Die KI-Forschung (KI = Künstliche Intelligenz) hat daher dafür gesorgt, dass wohl die meisten dieser bezahlten „Trolle“ durch Chatbots ersetzt wurden. Wenn es um den Einsatz von Chatsbots in sozialen Netzwerken geht, spricht man von Social Bots. Die sind wiederum eine vergleichsweise neue Entwicklung, die immer noch in den Kinderschuhen steckt.

Was ist ein Social Bot?

Es gibt die unterschiedlichsten Formen von Social Bots. Angefangen bei sehr einfach strukturierten Programmroutinen, die „auf Zuruf“ auf Twitter oder Facebook einfache Aktionen durchführen – wie z.B. Facebook-Beiträge zu teilen und Twitter-Nachrichten zu „retweeten“ (also weiterzuverbreiten) oder Beiträgen in diesen Netzwerken ein „gefällt mir“ zu verpassen oder sie zu „favorisieren“. Die nächste Stufe sind autonome Bots, die mit ausgefeilteren Routinen selbst Meldungen absetzen und sogar mit anderen realen oder virtuellen Nutzern diskutieren; die besseren Bots variieren dabei sogar ihre Formulierungen, sodass es für Außenstehende nicht immer einfach ist, sie überhaupt als Bots zu erkennen. Die Königsklasse – zumindest unter den Bots, die bislang entdeckt wurden – versteht sich sogar meisterhaft in der Kunst der Täuschung und postet über lange Strecken erst einmal normale Beiträge, bevor sie zwischendurch politisch wird.

Während die einfachen Formen meist als Schadsoftware auf tausenden fremden Rechnern (sogenannte Botnets) laufen, werden die fortschrittlicheren Programme sorgsam in abgeschotteten Rechenzentren vor neugierigen Blicken verwahrt.
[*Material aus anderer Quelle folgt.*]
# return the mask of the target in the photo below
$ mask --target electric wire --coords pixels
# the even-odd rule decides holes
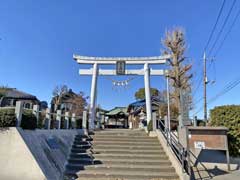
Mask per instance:
[[[224,30],[224,28],[225,28],[225,26],[226,26],[226,24],[227,24],[227,22],[228,22],[228,19],[229,19],[231,13],[232,13],[232,10],[233,10],[233,7],[234,7],[235,3],[236,3],[236,0],[233,1],[232,5],[231,5],[231,8],[230,8],[230,10],[228,11],[228,14],[227,14],[226,18],[224,19],[223,25],[222,25],[220,31],[218,32],[217,37],[216,37],[216,39],[215,39],[212,47],[210,48],[210,50],[209,50],[209,52],[208,52],[208,55],[211,55],[211,53],[212,53],[213,49],[215,48],[215,46],[216,46],[216,44],[217,44],[220,36],[222,35],[222,32],[223,32],[223,30]]]

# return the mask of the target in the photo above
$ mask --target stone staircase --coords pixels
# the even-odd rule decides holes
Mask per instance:
[[[175,169],[157,138],[144,131],[113,129],[77,135],[65,179],[177,180]]]

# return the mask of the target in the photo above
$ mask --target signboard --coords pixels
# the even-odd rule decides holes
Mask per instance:
[[[125,74],[125,61],[117,61],[116,72],[117,75],[124,75]]]

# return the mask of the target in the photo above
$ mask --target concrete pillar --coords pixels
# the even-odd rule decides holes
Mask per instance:
[[[37,126],[38,126],[38,123],[39,123],[39,105],[38,104],[33,105],[33,114],[37,119]]]
[[[156,131],[157,129],[157,113],[152,113],[152,125],[153,125],[153,131]]]
[[[194,116],[193,126],[194,126],[194,127],[197,127],[197,116]]]
[[[164,131],[167,132],[168,130],[168,117],[164,116]]]
[[[144,85],[145,85],[145,101],[147,112],[147,123],[152,120],[152,103],[150,92],[150,69],[147,63],[144,64]]]
[[[76,124],[76,114],[75,114],[75,113],[72,113],[71,124],[72,124],[72,128],[73,128],[73,129],[76,129],[76,128],[77,128],[77,124]]]
[[[105,127],[105,115],[101,116],[101,128],[104,129]]]
[[[17,101],[16,102],[16,107],[15,107],[15,115],[17,118],[17,127],[21,126],[21,121],[22,121],[22,113],[23,113],[23,102],[22,101]]]
[[[91,95],[90,95],[90,118],[89,118],[89,130],[94,130],[95,112],[96,112],[96,87],[97,87],[97,76],[98,76],[98,64],[93,65]]]
[[[87,129],[87,111],[83,111],[82,129]]]
[[[99,112],[97,112],[97,114],[96,114],[96,119],[97,119],[97,129],[100,129],[100,113]]]
[[[45,129],[51,129],[51,114],[49,108],[46,109]]]
[[[62,111],[57,110],[56,129],[61,129],[61,115],[62,115]]]
[[[65,112],[64,129],[69,129],[69,112]]]

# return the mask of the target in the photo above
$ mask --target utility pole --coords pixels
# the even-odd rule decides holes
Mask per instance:
[[[204,51],[203,53],[203,87],[204,87],[204,92],[203,92],[203,98],[204,98],[204,120],[207,121],[207,59],[206,59],[206,53]]]

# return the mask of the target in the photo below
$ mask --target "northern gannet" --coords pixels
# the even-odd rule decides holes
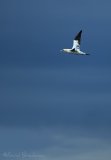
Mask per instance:
[[[82,30],[74,38],[73,46],[71,49],[62,49],[61,51],[64,51],[66,53],[76,54],[76,55],[89,55],[80,50],[81,34],[82,34]]]

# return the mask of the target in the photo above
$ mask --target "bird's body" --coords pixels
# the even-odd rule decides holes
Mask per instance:
[[[76,35],[73,40],[73,46],[71,49],[62,49],[65,53],[76,54],[76,55],[88,55],[80,50],[80,42],[81,42],[81,34],[82,30]]]

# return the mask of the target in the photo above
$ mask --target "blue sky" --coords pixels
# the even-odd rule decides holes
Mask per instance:
[[[0,2],[2,159],[111,159],[110,5]],[[91,55],[58,55],[81,29]]]

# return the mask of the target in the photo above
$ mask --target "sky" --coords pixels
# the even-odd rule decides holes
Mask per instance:
[[[111,159],[110,6],[0,1],[1,159]],[[90,56],[59,54],[81,29]]]

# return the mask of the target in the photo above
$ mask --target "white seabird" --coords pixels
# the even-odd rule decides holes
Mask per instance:
[[[66,53],[76,54],[76,55],[89,55],[80,50],[81,34],[82,34],[82,30],[74,38],[73,46],[71,49],[62,49],[61,51],[64,51]]]

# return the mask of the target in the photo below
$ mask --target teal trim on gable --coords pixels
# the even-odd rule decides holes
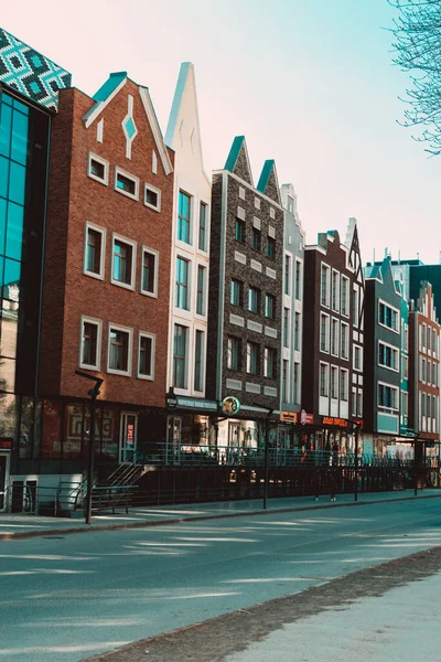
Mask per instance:
[[[125,78],[127,78],[127,72],[110,74],[106,83],[92,97],[94,102],[105,102]]]
[[[265,161],[263,168],[262,168],[262,171],[261,171],[261,174],[259,178],[259,182],[257,184],[257,190],[260,193],[265,193],[265,191],[267,190],[269,178],[271,175],[273,167],[275,167],[273,159],[269,159],[268,161]]]
[[[245,136],[236,136],[236,138],[233,140],[232,149],[229,150],[229,154],[225,161],[224,170],[234,172],[244,142]]]
[[[172,103],[172,109],[170,110],[169,124],[166,125],[165,131],[165,145],[172,147],[174,131],[176,130],[176,122],[179,111],[181,109],[182,97],[184,95],[185,85],[189,78],[190,70],[192,67],[191,62],[183,62],[181,64],[180,75],[178,77],[176,89],[174,90],[174,97]]]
Ein ausgeklügeltes IP-Adressen-Management gehört ebenso dazu, wie „echte“ Mail-Accounts und „Legenden“ (also ausgedachte Lebensläufe in den sozialen Netzwerken, inkl. gefälschter Familienfotos, Freunde usw. usf.). In der Fachsprache werden solche virtuellen Identitäten „Personas“ genannt.

Wie ein Modell für eine ganze Armee von Meinungsrobotern auszusehen hat, umreißt eine interne Mail des IT-Sicherheitsdienstleisters HB Gary Federal, die 2011 vom bekannten US-Blog „Daily Kos“ veröffentlich wurde. In dieser von realen Hackern geleakten Mail diskutieren ranghohe Mitarbeiter von HB Gary über die Konzeption eines IT-Projekts, mit dem Kunden zahlreiche Personas zentral verwalten können.

Diese Personas sind dabei nicht nur einzelne Nutzer, sondern ausgefeilte Komplettlösungen mit dazugehörigen Identitäten in sozialen Netzwerken wie Facebook und Twitter und simulierter Interaktivität untereinander und mit anderen – realen – Nutzern. Feinheiten, wie unauffällige statische und dynamische IP-Nummern und “echte” Mail-Accounts gehören ebenfalls zum Konzept von HB Gary. Ein solches Konzept erlaubt es beispielsweise dem Kunden, ein ganzes Heer von virtuellen Identitäten zentral zu steuern, sie in Foren, Blogs und sozialen Netzwerken interagieren zu lassen und so den Eindruck zu erwecken, es handele sich um eine ganze Schar von Nutzern, die eine bestimmte Meinung vertreten.

Besonders heikel ist in diesem Zusammenhang, dass HB Gary Federal eine 100%-Tochter des IT-Dienstleisters HB Gary ist, die sich ausschließlich mit Dienstleistungen für die öffentliche Hand beschäftigt und in enger Verbindung zu den Geheimdiensten, dem Verteidigungsministerium und diesbezüglich spezialisierten Anwaltskanzleien und PR-Unternehmen steht. Vermeintlicher Auftraggeber des “Persona-Projekts” ist die Firma Mantech, die ihrerseits ausschließlich für das US-Militär, die US-Geheimdienste und verschiedene Ministerien arbeitet. Die Ausrichtung des Projekts ist damit klar: Der amerikanische Staat will das Netz zur Verbreitung von Regierungspropaganda nutzen, ohne dass der Urheber ermittelt werden kann.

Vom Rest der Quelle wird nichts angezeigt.